Se disputer à propos des livres mais ne pas les interdire


La semaine passée a tweeté la poétesse américaine Amanda Gorman c’est une copie de son livre La colline que nous gravissons avait été retiré d’une bibliothèque scolaire de Floride. Le poème, que Gorman avait récité lors de l’investiture de Joe Biden, avait suscité la plainte d’une mère; ce serait un discours de haine. Un détail hilarant à mon avis est que la mère a noté dans le formulaire de plainte que l’auteur du poème était Oprah Winfrey. Quelqu’un qui ne voit pas la différence entre une femme noire et une autre, me disais-je, n’a certainement aucun talent pour les subtilités d’une œuvre poétique.

Mais la plainte elle-même, et aussi la décision de retirer un livre d’une bibliothèque scolaire, est bien sûr une autre expression d’une société qui ne sait pas comment gérer les innombrables zones grises de l’art, et avec les sensibilités de stratification et d’interprétation de littérature. Et cela vaut pour les côtés droit et gauche du débat. Après tout, en février, tout le monde était encore préoccupé par la façon dont les paroles originales de Roald Dahl étaient modifiées, pour ainsi dire, pour mieux les adapter à notre époque. Des mots tels que « gros » et « laid » ont été supprimés.

Aux Pays-Bas, il y a eu beaucoup de discussions sur la censure de Dahl, mais nous oublions que l’éditeur néerlandais de Dahl ne modifie aucun texte. Et je ne vois pas venir le jour où nous interdirons les livres des bibliothèques scolaires ici. Il y a apparemment encore assez de place dans notre pays pour être en désaccord sur ce qui est bon pour nos enfants. Le sexe ou le langage grossier est toujours autorisé, et ceux qui font de leur mieux trouveront probablement encore suffisamment de langage raciste ou au moins stéréotypé dans les livres pour enfants. Non pas que je sois en faveur de cela, en soi. Mais je sais de ma propre expérience que la zone grise peut être très grise, et aussi très grande.

Je pense à la fois où mon fils a dû donner une critique de livre en septième année. Je n’ai pas trouvé les suggestions de titres que l’école lui avait données assez intéressantes, alors je lui ai dit de demander à son professeur s’il M. Ibrahim et les fleurs du Coran pouvait lire. Un beau bijou de l’écrivain français Éric-Emmanuel Schmitt, qui réfléchit sur des thèmes tels que l’amour et la tolérance.

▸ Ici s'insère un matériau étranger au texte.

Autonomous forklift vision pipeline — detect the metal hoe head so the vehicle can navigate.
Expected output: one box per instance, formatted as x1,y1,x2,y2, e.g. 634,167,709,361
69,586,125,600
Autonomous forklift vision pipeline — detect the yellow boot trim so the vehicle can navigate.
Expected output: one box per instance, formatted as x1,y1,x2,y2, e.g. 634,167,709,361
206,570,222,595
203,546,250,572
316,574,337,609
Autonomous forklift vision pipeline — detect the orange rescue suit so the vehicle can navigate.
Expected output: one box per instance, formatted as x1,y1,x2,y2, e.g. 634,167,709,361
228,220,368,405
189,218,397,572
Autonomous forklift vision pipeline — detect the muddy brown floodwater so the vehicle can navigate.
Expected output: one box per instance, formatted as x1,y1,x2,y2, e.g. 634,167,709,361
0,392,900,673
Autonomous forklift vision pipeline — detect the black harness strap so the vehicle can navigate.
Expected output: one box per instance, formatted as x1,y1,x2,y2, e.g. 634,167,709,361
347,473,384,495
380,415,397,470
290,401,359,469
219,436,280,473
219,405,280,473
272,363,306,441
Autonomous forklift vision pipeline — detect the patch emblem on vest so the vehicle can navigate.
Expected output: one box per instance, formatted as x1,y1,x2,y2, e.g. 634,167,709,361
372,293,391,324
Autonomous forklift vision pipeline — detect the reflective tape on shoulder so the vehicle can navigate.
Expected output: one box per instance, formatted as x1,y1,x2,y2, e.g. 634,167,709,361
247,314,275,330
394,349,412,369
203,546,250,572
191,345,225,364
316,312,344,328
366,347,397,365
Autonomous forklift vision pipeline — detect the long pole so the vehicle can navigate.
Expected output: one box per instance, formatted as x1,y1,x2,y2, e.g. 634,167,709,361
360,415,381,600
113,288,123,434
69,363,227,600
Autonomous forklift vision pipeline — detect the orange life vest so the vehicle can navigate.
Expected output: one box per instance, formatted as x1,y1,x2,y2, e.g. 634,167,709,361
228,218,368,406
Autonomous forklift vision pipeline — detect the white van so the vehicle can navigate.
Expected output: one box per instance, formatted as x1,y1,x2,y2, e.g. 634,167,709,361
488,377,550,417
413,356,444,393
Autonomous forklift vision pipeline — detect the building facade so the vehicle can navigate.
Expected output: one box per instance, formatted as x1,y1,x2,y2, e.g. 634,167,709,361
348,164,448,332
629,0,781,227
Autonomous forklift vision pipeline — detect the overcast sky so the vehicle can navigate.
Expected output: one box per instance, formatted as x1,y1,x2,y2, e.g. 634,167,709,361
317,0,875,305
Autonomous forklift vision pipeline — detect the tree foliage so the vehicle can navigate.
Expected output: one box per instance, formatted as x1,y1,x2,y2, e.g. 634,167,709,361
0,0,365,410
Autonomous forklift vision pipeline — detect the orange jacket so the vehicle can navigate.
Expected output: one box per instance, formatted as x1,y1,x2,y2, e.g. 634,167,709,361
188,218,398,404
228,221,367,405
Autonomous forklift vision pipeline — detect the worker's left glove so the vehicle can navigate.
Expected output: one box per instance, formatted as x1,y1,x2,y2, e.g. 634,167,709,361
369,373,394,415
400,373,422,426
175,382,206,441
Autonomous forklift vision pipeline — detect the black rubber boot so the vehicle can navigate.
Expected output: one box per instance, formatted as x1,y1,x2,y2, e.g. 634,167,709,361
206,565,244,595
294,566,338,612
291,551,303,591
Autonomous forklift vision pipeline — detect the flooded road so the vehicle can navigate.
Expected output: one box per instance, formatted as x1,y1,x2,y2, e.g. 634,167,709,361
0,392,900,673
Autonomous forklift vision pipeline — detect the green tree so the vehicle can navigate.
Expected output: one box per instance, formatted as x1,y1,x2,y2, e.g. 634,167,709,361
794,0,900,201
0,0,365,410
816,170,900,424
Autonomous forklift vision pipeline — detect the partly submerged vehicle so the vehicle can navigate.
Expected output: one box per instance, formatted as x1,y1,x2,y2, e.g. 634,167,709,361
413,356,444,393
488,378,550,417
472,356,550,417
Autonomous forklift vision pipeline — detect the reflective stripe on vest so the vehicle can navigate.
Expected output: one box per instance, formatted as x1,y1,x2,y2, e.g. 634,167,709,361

Le professeur a trouvé le livre et a appelé mon fils en classe quelques jours plus tard. Savait-il même de quoi parlait le livre ? Amour, répondit-il docilement. Et une certaine tolérance. Oui, ce sera le cas, dit le professeur. Mais le début du livre est en tout cas – hein – particulier. Et il a lu à haute voix la toute première phrase du livre au groupe. Cette phrase (que j’avais oubliée depuis longtemps) se lit comme suit : « Quand j’avais onze ans, j’ai cassé mon cochon et je suis allé chez les prostituées. »

Vous comprenez, mon fils était assez en colère contre moi. Je l’avais embarrassé avec le choix de ce livre fou devant ses camarades de classe. Mais c’est un beau livre !, me suis-je exclamé. L’art peut être sale, inconfortable et incompréhensible, tant qu’il vous fait quelque chose ! Il a poussé un profond soupir, lu le livre, en a donné une excellente critique. Et ce fut la fin.

Il est bon de parler et même d’argumenter sur ce que la littérature peut faire, tant que les livres restent intacts et disponibles. Si quoi que ce soit, suite aux émeutes littéraires à l’étranger, je suis reconnaissant de vivre dans un pays qui n’a pas peur d’un peu de friction. Pas du tout parce que sinon j’aurais été annulée en tant que mère il y a longtemps.

Karin Amatmukrim est écrivain et homme de lettres. Elle écrit une chronique ici toutes les deux semaines.